The Minnesota Vikings had everything to play for on Sunday against the Chicago Bears, while the Bears, realistically, had very little up for grabs. Unless a miracle occurred (spoiler alert, it didn’t) and the San Francisco 49ers beat the Los Angeles Rams, the Bears were locked into the No. 3 seed.
As a result, the only thing the Bears had to play for was having a hand in determining who would be coming to Soldier Field next week to face them in the NFC Wild Card matchup.
The Bears went into halftime up 13-3, and no doubt were checking the scores of other games. At that point, they knew the 49ers were toast. They also saw the Philadelphia Eagles were up 10-0 on the Washington Redskins.
Realistically, head coach Matt Nagy knew the Bears controlled who their opponent would be. Philadelphia was going to finish off the Redskins, who were playing with their fourth-string quarterback. So the question was, do they want to pull their starters and face the Vikings — who managed only 164 total yards, or the resurgent Eagles with folk hero Nick Foles?
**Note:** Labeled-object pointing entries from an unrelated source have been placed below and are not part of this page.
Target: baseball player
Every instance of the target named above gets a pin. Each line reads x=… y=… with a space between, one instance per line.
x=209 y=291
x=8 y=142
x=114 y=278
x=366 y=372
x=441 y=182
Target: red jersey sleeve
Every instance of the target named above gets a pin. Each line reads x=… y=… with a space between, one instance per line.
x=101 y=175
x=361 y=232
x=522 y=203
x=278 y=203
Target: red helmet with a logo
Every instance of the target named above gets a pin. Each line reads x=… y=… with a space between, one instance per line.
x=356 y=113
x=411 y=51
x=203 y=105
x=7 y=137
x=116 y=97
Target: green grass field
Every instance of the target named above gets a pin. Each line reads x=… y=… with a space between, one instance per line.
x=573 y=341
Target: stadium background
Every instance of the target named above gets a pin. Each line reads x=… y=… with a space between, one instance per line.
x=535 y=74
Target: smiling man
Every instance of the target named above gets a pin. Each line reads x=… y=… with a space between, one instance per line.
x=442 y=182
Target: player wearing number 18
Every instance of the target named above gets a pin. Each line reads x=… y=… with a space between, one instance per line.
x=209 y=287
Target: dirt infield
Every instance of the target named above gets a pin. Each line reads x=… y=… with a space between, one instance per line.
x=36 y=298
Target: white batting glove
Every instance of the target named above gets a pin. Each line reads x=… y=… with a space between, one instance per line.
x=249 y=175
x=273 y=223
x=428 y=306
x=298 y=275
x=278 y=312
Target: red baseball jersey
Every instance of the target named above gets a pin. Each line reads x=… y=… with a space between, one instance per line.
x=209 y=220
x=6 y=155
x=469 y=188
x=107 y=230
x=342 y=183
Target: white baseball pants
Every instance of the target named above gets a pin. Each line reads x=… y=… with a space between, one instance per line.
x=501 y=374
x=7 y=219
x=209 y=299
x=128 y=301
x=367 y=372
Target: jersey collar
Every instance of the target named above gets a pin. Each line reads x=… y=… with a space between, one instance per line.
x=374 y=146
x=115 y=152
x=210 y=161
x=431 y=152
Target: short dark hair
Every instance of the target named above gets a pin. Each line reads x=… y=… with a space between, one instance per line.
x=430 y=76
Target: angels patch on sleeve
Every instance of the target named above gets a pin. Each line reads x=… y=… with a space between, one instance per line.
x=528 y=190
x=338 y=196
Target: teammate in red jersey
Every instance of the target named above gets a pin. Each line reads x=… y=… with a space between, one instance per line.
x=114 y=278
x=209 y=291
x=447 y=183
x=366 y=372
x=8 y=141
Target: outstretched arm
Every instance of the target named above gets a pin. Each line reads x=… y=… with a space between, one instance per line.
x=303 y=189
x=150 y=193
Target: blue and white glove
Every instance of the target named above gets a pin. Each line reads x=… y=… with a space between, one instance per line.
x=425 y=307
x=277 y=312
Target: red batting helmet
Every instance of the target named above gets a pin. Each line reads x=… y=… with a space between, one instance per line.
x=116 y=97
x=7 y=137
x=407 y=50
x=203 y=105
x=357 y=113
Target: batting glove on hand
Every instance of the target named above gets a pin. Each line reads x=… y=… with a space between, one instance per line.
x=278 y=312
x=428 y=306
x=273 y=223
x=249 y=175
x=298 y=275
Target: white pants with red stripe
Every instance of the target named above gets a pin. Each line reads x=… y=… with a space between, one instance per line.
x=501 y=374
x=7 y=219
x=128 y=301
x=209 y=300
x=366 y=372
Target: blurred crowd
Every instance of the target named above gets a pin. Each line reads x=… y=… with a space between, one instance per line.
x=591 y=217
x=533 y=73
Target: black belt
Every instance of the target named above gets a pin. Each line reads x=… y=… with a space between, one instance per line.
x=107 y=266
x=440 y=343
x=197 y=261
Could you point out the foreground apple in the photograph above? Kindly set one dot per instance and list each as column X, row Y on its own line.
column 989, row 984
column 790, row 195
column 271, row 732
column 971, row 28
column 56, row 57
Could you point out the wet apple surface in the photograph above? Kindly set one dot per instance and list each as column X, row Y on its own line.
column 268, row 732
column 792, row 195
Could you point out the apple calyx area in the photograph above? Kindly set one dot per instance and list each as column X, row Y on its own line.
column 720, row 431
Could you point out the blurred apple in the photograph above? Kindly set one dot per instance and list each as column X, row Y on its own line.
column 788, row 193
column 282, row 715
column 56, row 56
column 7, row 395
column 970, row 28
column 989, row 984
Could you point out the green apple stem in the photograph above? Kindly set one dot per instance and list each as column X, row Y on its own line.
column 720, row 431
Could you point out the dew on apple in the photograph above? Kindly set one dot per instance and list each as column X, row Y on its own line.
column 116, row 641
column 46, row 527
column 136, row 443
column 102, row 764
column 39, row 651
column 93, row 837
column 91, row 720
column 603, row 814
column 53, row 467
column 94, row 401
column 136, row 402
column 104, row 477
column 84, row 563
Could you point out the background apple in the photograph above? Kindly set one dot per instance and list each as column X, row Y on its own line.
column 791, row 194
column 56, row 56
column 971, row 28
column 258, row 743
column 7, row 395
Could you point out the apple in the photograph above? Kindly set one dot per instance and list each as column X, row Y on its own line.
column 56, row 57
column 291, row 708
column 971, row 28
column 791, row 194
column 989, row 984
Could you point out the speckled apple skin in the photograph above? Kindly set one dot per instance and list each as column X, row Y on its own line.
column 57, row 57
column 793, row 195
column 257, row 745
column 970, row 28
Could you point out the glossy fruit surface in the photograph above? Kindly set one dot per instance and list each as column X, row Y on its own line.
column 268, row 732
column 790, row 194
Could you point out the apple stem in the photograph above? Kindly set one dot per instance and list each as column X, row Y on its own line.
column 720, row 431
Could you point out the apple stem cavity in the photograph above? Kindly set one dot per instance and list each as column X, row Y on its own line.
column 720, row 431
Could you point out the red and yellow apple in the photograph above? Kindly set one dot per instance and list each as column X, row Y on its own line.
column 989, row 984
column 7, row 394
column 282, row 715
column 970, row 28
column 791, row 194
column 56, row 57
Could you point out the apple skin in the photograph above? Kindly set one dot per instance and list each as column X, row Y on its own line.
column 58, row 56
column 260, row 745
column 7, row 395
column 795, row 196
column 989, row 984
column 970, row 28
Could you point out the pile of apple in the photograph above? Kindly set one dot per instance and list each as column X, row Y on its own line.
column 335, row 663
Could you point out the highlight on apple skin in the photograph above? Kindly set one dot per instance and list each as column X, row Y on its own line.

The way in which the Bears manhandled the Vikings this season, and the fact that Kirk Cousins is now 4-25 against teams with a winning record, there were likely many fans hoping the Bears pulled their starters. It seemed like the more desirable option than facing the Eagles who seem to have rekindled a little of that magic they rode to a Super Bowl victory last year.
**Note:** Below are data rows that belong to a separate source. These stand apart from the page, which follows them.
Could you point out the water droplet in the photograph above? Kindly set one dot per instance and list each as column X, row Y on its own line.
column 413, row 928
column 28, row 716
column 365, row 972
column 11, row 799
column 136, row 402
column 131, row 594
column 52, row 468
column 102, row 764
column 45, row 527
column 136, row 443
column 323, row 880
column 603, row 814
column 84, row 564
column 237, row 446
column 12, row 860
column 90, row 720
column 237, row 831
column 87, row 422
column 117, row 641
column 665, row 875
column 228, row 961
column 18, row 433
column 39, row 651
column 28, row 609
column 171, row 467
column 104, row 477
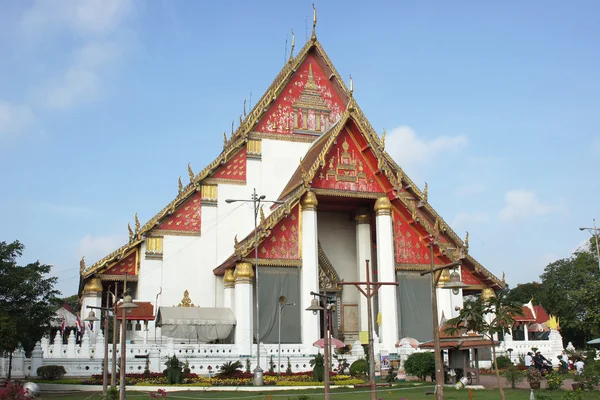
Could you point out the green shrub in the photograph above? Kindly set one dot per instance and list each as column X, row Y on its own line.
column 420, row 365
column 229, row 368
column 51, row 372
column 318, row 365
column 503, row 362
column 359, row 368
column 554, row 380
column 513, row 376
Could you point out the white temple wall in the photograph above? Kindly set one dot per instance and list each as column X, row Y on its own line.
column 337, row 234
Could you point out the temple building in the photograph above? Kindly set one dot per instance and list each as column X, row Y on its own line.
column 333, row 200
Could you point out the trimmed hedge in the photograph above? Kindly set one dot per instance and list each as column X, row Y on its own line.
column 51, row 372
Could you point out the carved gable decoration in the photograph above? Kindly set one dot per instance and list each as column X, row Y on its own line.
column 468, row 278
column 308, row 104
column 346, row 169
column 185, row 219
column 234, row 169
column 282, row 243
column 408, row 247
column 126, row 265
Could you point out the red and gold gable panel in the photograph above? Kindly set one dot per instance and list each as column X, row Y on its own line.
column 408, row 246
column 126, row 265
column 186, row 218
column 235, row 169
column 308, row 104
column 282, row 244
column 346, row 169
column 468, row 278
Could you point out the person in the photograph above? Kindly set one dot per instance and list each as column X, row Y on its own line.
column 579, row 366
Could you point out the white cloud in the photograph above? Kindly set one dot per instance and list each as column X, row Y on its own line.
column 101, row 30
column 411, row 151
column 524, row 203
column 15, row 119
column 464, row 219
column 96, row 247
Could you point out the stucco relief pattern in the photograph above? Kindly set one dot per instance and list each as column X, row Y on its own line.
column 282, row 244
column 235, row 169
column 302, row 91
column 186, row 218
column 126, row 265
column 346, row 169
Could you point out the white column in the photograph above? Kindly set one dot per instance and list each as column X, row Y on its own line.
column 388, row 331
column 363, row 252
column 229, row 290
column 310, row 269
column 244, row 307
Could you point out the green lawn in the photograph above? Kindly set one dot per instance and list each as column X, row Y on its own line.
column 395, row 393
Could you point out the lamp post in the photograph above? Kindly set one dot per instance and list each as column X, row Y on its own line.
column 92, row 317
column 455, row 284
column 256, row 200
column 315, row 308
column 595, row 232
column 282, row 303
column 127, row 306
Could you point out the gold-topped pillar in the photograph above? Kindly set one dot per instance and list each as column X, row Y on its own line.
column 229, row 289
column 244, row 308
column 363, row 252
column 388, row 330
column 310, row 267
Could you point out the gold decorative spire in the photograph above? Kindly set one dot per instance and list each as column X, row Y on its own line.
column 293, row 45
column 190, row 172
column 314, row 34
column 137, row 223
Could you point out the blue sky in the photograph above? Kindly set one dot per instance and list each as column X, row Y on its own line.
column 494, row 104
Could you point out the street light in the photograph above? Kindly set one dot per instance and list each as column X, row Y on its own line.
column 594, row 231
column 127, row 306
column 282, row 303
column 256, row 200
column 315, row 308
column 455, row 284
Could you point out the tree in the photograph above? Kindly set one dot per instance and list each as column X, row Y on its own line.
column 570, row 291
column 26, row 301
column 495, row 316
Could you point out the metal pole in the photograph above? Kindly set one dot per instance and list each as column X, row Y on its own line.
column 105, row 372
column 439, row 372
column 123, row 339
column 370, row 328
column 113, row 372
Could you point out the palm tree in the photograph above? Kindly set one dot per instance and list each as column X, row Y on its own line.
column 486, row 317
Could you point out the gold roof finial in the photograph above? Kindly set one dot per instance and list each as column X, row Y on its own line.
column 314, row 34
column 190, row 172
column 293, row 45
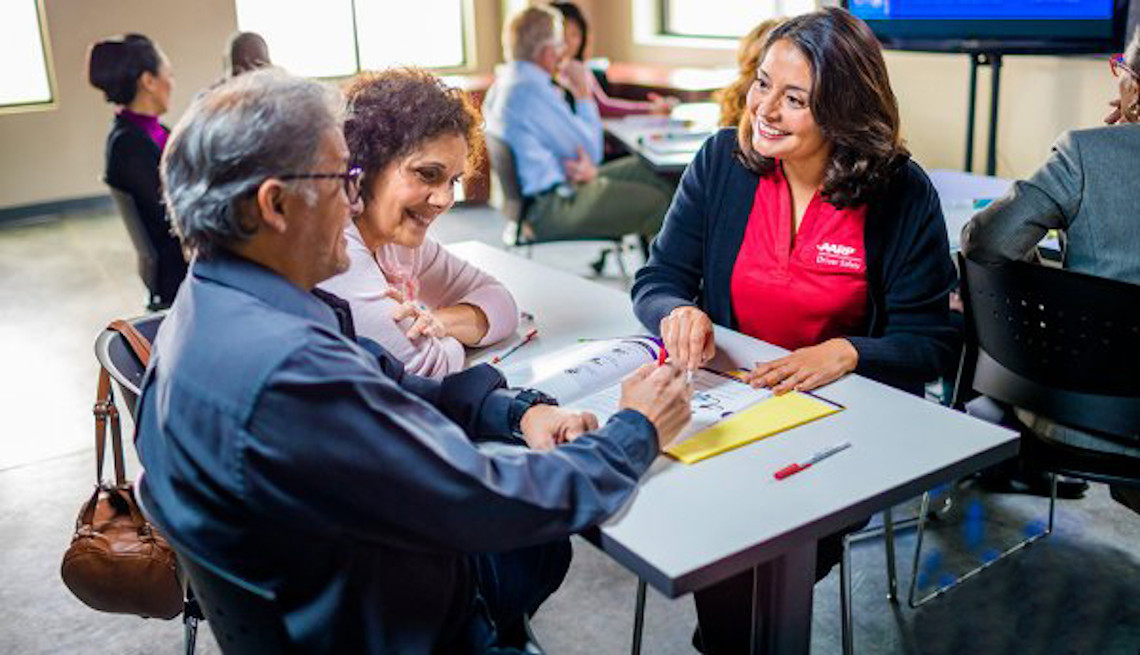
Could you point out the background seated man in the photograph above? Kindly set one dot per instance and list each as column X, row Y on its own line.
column 558, row 149
column 1088, row 189
column 294, row 458
column 247, row 51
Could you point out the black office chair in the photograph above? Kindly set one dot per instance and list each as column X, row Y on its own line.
column 507, row 197
column 144, row 248
column 1063, row 345
column 115, row 355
But Matt Nagy said screw it. Maybe the Vikings would have been the easier opponent, but in the NFL you can’t take anything for granted. He also recognized the importance of heading into the playoffs with momentum. And so he left in his starters to stay sharp and kept their foot on the gas the rest of the game.
In doing so, Nagy sent a message to his team and the rest of the NFC, and that was they don’t care who their opponent is because they know they can defeat anyone, and are scared of no one. Perhaps a team less confident in their own abilities would have played the percentages and folded like a cheap suit in the second half.
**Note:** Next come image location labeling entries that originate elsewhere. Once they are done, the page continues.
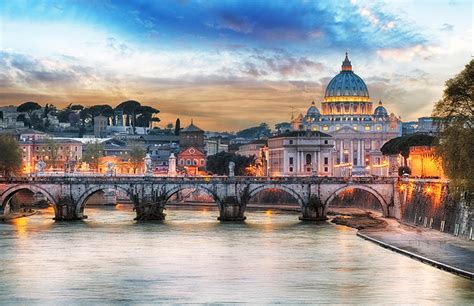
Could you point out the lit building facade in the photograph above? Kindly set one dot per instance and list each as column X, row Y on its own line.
column 300, row 153
column 358, row 131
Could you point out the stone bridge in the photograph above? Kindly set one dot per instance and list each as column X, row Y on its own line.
column 69, row 194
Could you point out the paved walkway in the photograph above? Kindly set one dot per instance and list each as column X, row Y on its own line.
column 440, row 249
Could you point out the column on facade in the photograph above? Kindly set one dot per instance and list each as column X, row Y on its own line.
column 362, row 152
column 341, row 152
column 351, row 152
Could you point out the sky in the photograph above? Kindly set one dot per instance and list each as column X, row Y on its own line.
column 230, row 64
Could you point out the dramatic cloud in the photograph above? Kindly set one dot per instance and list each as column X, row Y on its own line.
column 228, row 64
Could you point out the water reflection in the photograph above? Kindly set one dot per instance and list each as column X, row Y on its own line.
column 192, row 258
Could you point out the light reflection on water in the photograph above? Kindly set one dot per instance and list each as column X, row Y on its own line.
column 192, row 258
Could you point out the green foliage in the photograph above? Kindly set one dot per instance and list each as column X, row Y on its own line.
column 219, row 163
column 256, row 132
column 10, row 155
column 92, row 153
column 401, row 145
column 456, row 141
column 404, row 170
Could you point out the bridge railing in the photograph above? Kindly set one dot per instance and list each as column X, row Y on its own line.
column 194, row 179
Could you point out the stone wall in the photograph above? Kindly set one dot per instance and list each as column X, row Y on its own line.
column 430, row 204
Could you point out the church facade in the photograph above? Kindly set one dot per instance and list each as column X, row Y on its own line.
column 358, row 131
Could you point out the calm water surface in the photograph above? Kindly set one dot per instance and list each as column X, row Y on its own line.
column 192, row 258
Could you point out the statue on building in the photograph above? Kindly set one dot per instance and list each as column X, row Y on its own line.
column 231, row 169
column 110, row 168
column 148, row 165
column 172, row 165
column 41, row 166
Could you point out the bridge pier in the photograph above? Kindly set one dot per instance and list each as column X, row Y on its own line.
column 231, row 210
column 150, row 211
column 66, row 210
column 313, row 210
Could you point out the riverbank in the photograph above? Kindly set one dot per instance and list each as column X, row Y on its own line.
column 440, row 250
column 18, row 215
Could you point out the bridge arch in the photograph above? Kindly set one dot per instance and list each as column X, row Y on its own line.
column 374, row 192
column 81, row 202
column 178, row 188
column 10, row 192
column 286, row 189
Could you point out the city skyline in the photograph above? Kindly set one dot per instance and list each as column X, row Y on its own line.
column 230, row 65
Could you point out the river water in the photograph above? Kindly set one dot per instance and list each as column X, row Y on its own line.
column 192, row 258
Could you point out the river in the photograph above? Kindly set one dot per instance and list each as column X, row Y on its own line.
column 193, row 258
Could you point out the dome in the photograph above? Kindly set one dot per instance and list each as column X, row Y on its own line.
column 347, row 83
column 313, row 111
column 380, row 110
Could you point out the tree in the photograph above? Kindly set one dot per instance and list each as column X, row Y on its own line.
column 10, row 155
column 129, row 108
column 177, row 127
column 219, row 163
column 28, row 108
column 137, row 154
column 93, row 152
column 455, row 146
column 401, row 145
column 256, row 132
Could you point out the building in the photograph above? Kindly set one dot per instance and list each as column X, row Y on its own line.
column 192, row 161
column 300, row 153
column 9, row 117
column 215, row 145
column 100, row 126
column 424, row 163
column 58, row 154
column 358, row 131
column 191, row 136
column 424, row 125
But not these Bears. Not this year’s version of the Monsters of the Midway. They’re not afraid to take on the defending Super Bowl champs. Hell, they relish the opportunity, and want everyone’s best shot, because they are confident their best is better.
Nagy also sent a message to the NFC North. In going 5-1 against his division, he and his Bears ended the Packers and Vikings seasons. Perhaps he could have eased up in the second half, but he didn’t — and sent a message that the Bears have arrived now, and for the foreseeable future. And that’s a scary proposition for the rest of the North and the NFC at large.